Introduction to Rockville, Maryland
Rockville was originally inhabited by Native Americans. The community was established in 1717. Arthur Nelson obtained the first land patents between 1717 and 1735, when Rockville was a part of Prince George's County. While the community was unincorporated it was known by a number of different names, including Hungerford's Tavern, Owen's Ordinary and Daley's Tavern. Rockville was officially incorporated as a village on March 10, 1860. It was named after nearby Rock Creek.

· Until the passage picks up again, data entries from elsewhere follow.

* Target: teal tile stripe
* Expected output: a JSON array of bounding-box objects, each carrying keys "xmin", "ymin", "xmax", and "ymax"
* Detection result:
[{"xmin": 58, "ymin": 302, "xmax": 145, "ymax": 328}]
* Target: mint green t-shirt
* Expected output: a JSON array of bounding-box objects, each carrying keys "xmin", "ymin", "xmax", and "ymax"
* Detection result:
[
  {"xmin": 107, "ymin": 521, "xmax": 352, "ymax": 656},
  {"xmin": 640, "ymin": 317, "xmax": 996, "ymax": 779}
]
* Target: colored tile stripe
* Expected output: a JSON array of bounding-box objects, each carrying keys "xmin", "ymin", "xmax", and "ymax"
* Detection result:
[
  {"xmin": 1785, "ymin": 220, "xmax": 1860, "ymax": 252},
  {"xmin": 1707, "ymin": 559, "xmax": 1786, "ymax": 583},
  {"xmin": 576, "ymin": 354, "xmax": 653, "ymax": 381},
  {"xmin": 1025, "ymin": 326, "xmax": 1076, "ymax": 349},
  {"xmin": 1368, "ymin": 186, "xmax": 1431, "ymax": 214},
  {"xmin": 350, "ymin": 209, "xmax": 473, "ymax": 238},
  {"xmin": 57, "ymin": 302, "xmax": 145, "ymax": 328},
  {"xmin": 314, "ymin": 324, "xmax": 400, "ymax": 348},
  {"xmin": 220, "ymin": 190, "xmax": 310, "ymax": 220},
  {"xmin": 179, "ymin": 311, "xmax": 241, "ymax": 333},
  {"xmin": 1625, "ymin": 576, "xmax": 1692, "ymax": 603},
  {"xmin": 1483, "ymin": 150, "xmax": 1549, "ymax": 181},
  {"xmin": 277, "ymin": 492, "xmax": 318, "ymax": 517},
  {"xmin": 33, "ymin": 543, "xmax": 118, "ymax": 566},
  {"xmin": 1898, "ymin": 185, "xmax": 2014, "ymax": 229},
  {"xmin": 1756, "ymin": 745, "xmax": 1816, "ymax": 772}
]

The Ohio and Baltimore Railroad arrived in the year 1873, increasing Rockville's accessibility from Washington D.C. The first trolley service in Rockville was established by the Tennallytown and Rockville Railway in 1891.
Rockville and nearby Attractions
- Anacostia Museum & Center for African American History and Culture
- Audubon Naturalist Society Refuge
- Beall-Dawson House
- Gardens at Glenview Mansion
- Daughters of American Revolution Museum
- National Zoo
Things To Do In Rockville
From Rockville, a number of historical sites and museums are accessible, including the Gaithersburg Community Museum, the National Capital Trolley Museum, the Dennis & Phillip Ratner Museum, the Beall-Dawson House and the Sandy Spring Museum. The Cabin John Regional Park includes a skating rink and a nature center, while the Wheaton Regional Park features a conservatory and also includes the Brookside Gardens. Other popular local parks include Rock Creek Regional Park, Riverbend Park and the Audubon Naturalist Society Refuge. Golfers can enjoy a round at the RedGate Municipal Golf Course. The Rockville Music Festival and Hard Times Chili Cook-off is hosted by Rockville every September.
Washington Reagan National is the nearest major airport.
Rockville Higher Education
The city of Rockville is home to the Montgomery College of Rockville.